Nel 1981 i giudici milanesi, Gerardo Colombo e Giuliano Turone, indagando sull’uccisione dell’avvocato Giorgio Ambrosoli – commissionata da Michele Sindona – rinvengono nella residenza di Gelli, a Castiglion Fibocchi nell’aretino, l’elenco degli affiliati alla loggia P2. Oltre a militari, carabinieri, poliziotti, avvocati, magistrati, parlamentari (questi ultimi sono 44), figurano i nomi di industriali (fra questi Silvio Berlusconi), banchieri, 8 direttori di giornali, 22 tra giornalisti e pubblicisti, 7 alti esponenti della Rai-Tv e alcuni editori. Si osservi quanto i mass media siano incastonati all’interno di questa aggregazione di poteri.
Il controllo dei media rappresenta l’evoluzione post golpista e diversamente autoritaria della P2 che, nel 1976, lancia l’operazione mani sulla stampa e che, nel 1977, arriva a controllare il Corriere della Sera.
La lista di operazioni nelle quali la P2 e Licio Gelli sono stati coinvolti è davvero lunga, anche soltanto per ridurla a un semplice elenco. La P2 ha operato per occultare la verità su alcuni casi della strategia della tensione e sulla strage alla stazione di Bologna, dove Licio Gelli è stato condannato – assieme ad altri agenti dei servizi – per depistaggio. Nel caso del rapimento di Aldo Moro, Gelli e la P2 operano al fine di non liberare il prigioniero. Flaminio Piccoli, un leader della Democrazia cristiana, davanti alla Commissione parlamentare sulla P2 ricorda che l’allora ministro dell’Interno, Francesco Cossiga, “aveva buoni rapporti con la P2 e Gelli”.
Le conseguenze dell’operato della P2 e di Licio Gelli sono state spesso minimizzate, nel solco di una vulgata normalizzatrice per cui, ciò che appartiene alla sfera occulta del potere, non è conoscibile o non è degno di analisi politica e storica.

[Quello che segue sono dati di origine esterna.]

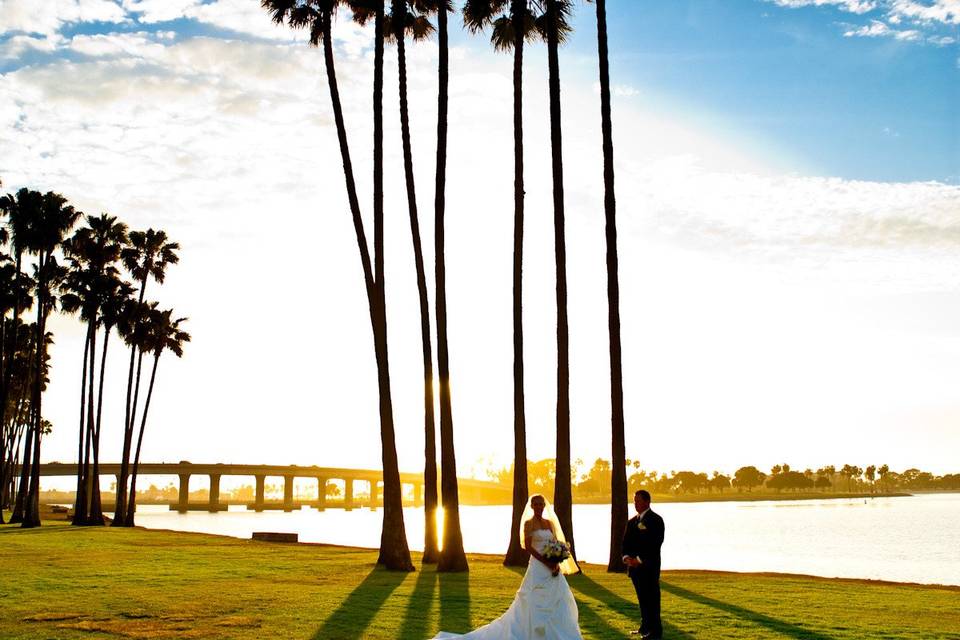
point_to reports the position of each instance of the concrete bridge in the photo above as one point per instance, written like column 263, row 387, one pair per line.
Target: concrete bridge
column 471, row 491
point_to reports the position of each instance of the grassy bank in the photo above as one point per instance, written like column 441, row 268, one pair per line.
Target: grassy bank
column 66, row 582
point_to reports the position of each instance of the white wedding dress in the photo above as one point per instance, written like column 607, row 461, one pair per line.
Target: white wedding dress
column 543, row 609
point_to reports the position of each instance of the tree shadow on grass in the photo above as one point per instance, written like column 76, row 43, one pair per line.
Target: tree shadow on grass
column 780, row 626
column 615, row 602
column 454, row 602
column 417, row 616
column 358, row 610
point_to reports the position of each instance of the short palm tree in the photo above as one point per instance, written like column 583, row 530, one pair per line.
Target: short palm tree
column 316, row 17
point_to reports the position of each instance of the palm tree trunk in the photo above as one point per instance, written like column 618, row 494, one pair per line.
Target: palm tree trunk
column 7, row 376
column 452, row 557
column 562, row 493
column 618, row 467
column 31, row 516
column 429, row 423
column 516, row 555
column 96, row 508
column 394, row 552
column 120, row 509
column 132, row 502
column 20, row 502
column 80, row 501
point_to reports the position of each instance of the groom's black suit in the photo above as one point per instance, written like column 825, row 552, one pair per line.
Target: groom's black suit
column 642, row 540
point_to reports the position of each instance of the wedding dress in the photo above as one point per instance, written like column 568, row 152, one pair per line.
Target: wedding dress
column 543, row 609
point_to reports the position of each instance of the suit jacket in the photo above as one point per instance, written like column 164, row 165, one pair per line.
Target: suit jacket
column 643, row 538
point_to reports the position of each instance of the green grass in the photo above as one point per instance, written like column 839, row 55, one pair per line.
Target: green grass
column 65, row 582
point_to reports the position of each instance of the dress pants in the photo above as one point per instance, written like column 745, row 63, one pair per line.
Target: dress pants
column 646, row 582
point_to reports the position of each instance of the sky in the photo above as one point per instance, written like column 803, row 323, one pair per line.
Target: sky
column 788, row 200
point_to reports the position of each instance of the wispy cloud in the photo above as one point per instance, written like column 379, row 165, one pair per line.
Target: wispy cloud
column 46, row 17
column 926, row 21
column 853, row 6
column 877, row 28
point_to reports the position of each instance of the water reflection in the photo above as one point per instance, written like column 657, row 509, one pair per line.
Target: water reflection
column 911, row 539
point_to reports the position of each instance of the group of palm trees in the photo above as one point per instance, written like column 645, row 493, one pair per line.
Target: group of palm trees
column 512, row 24
column 76, row 271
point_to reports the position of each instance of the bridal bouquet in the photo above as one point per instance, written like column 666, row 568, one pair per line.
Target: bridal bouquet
column 556, row 551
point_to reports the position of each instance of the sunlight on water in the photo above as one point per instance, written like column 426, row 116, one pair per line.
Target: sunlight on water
column 440, row 517
column 911, row 539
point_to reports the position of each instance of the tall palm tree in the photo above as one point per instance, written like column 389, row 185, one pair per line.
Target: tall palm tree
column 555, row 27
column 148, row 254
column 19, row 209
column 47, row 232
column 93, row 251
column 163, row 334
column 409, row 17
column 316, row 16
column 618, row 467
column 117, row 297
column 512, row 23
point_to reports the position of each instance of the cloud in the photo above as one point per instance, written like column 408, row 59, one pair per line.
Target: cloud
column 851, row 6
column 939, row 11
column 876, row 28
column 48, row 16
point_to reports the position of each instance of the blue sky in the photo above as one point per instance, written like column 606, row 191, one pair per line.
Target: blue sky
column 870, row 108
column 789, row 214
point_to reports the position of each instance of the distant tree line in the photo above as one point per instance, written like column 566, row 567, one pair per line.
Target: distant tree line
column 594, row 481
column 55, row 259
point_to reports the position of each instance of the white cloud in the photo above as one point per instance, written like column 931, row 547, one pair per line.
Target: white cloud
column 150, row 11
column 134, row 45
column 942, row 11
column 852, row 6
column 48, row 16
column 876, row 28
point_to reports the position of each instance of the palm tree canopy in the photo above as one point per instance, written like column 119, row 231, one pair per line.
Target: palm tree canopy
column 410, row 18
column 498, row 15
column 149, row 254
column 48, row 226
column 564, row 10
column 313, row 15
column 20, row 209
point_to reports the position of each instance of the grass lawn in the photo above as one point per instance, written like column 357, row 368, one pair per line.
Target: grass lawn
column 65, row 582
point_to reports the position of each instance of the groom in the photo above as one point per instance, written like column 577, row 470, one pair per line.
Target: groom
column 641, row 554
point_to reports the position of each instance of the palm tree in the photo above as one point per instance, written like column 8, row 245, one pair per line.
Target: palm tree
column 147, row 255
column 19, row 209
column 512, row 23
column 47, row 231
column 117, row 297
column 317, row 16
column 618, row 470
column 555, row 27
column 92, row 283
column 163, row 334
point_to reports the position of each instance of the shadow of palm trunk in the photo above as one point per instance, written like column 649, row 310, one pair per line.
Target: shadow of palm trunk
column 454, row 602
column 584, row 585
column 415, row 618
column 358, row 610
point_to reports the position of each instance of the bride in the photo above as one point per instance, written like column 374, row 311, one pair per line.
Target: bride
column 544, row 608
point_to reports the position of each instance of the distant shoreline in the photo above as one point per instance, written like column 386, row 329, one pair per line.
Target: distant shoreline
column 67, row 498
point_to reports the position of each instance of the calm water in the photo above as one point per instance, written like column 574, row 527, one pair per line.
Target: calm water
column 914, row 539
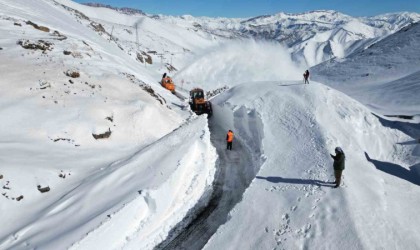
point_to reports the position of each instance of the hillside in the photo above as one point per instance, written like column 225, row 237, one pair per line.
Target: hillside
column 96, row 154
column 383, row 76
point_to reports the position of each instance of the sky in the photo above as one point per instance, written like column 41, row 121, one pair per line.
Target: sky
column 252, row 8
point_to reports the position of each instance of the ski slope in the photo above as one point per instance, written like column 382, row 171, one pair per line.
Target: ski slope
column 161, row 170
column 157, row 163
column 291, row 203
column 383, row 76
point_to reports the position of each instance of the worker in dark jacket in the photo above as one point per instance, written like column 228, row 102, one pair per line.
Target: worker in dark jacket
column 339, row 159
column 229, row 139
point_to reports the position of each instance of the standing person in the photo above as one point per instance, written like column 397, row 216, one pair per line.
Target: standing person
column 229, row 140
column 306, row 77
column 339, row 159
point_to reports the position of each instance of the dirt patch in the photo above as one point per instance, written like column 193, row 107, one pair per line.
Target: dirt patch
column 36, row 26
column 38, row 45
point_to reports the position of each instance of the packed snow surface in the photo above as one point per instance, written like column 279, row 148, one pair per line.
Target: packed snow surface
column 95, row 154
column 291, row 203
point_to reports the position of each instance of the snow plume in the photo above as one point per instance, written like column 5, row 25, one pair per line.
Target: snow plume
column 240, row 61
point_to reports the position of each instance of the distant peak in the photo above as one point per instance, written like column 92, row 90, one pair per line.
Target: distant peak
column 125, row 10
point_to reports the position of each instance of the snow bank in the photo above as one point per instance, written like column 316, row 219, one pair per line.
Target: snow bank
column 291, row 204
column 241, row 61
column 383, row 76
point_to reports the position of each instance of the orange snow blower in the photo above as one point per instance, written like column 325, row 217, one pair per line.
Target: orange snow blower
column 198, row 103
column 167, row 83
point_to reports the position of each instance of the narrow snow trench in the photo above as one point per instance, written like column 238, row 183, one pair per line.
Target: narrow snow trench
column 235, row 171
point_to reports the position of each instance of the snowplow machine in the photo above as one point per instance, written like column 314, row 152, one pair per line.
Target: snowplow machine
column 198, row 103
column 167, row 83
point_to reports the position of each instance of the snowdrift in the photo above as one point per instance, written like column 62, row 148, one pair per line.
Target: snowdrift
column 291, row 203
column 383, row 76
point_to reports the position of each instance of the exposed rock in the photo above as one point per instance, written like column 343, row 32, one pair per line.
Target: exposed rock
column 72, row 73
column 39, row 45
column 145, row 87
column 36, row 26
column 60, row 36
column 110, row 118
column 140, row 57
column 103, row 135
column 148, row 58
column 170, row 67
column 98, row 27
column 43, row 189
column 44, row 84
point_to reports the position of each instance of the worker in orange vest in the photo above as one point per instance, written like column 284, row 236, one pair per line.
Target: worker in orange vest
column 229, row 139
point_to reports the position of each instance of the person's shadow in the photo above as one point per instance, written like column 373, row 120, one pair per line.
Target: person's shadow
column 277, row 179
column 412, row 175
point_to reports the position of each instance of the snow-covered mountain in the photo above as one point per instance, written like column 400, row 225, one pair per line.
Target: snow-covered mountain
column 313, row 37
column 95, row 154
column 384, row 76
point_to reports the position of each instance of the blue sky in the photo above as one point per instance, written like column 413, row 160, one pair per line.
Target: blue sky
column 251, row 8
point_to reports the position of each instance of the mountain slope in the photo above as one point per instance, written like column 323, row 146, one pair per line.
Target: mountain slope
column 291, row 203
column 90, row 138
column 312, row 37
column 383, row 76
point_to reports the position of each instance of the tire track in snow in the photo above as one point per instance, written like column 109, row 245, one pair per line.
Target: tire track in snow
column 235, row 171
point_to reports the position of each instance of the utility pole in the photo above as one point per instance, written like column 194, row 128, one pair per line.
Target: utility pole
column 112, row 31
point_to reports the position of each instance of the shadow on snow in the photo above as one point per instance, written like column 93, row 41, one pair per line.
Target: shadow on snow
column 277, row 179
column 412, row 175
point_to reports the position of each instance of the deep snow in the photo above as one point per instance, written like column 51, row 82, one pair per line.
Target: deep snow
column 158, row 165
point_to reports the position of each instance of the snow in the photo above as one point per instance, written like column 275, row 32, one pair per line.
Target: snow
column 290, row 203
column 384, row 76
column 162, row 165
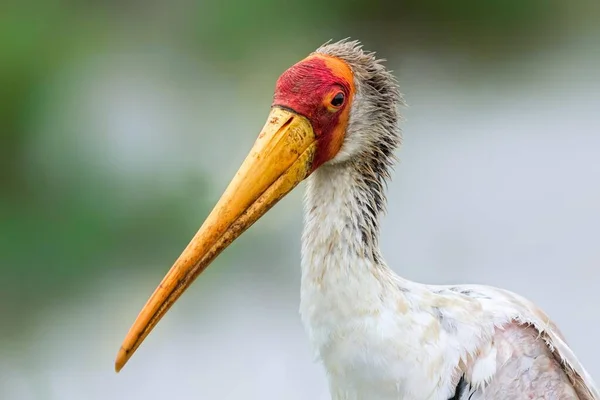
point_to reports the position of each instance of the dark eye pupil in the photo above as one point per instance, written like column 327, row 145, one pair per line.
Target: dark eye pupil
column 338, row 100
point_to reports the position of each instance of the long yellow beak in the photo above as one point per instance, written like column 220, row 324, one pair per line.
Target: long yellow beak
column 280, row 159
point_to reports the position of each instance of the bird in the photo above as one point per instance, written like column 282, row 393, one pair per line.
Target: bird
column 335, row 123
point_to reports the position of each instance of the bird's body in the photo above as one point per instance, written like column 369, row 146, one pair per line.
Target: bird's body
column 381, row 337
column 334, row 122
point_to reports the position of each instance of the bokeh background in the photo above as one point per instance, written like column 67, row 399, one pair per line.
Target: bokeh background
column 121, row 123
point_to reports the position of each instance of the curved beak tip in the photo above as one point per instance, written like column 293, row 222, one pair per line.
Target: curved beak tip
column 121, row 359
column 281, row 157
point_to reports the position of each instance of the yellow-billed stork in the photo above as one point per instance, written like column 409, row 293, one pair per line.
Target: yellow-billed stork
column 334, row 122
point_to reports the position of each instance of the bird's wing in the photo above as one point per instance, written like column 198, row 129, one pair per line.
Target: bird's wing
column 525, row 354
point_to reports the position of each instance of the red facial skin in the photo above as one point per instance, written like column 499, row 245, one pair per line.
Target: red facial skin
column 308, row 88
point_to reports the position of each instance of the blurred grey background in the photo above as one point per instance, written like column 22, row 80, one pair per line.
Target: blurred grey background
column 122, row 122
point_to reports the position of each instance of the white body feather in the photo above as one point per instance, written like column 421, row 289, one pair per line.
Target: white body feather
column 381, row 337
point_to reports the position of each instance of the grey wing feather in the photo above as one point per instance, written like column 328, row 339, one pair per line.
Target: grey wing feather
column 532, row 359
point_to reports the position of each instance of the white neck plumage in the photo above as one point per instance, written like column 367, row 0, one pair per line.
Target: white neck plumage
column 340, row 246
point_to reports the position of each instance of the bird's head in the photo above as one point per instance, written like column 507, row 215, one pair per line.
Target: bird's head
column 338, row 105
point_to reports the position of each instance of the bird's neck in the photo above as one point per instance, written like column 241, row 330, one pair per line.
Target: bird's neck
column 341, row 224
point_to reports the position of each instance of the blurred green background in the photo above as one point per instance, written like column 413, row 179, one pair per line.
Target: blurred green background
column 122, row 122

Tina Anselmi, coraggiosa presidente della Commissione parlamentare d’inchiesta sulla P2 dirà: “Il mio rammarico è che non si è voluto continuare a indagare, a studiare il nostro lavoro, ad andare in fondo”. Dal suo osservatorio d’inchiesta aveva poi concluso: “Basta una sola persona che ci governa ricattata o ricattabile, perché la democrazia sia a rischio”.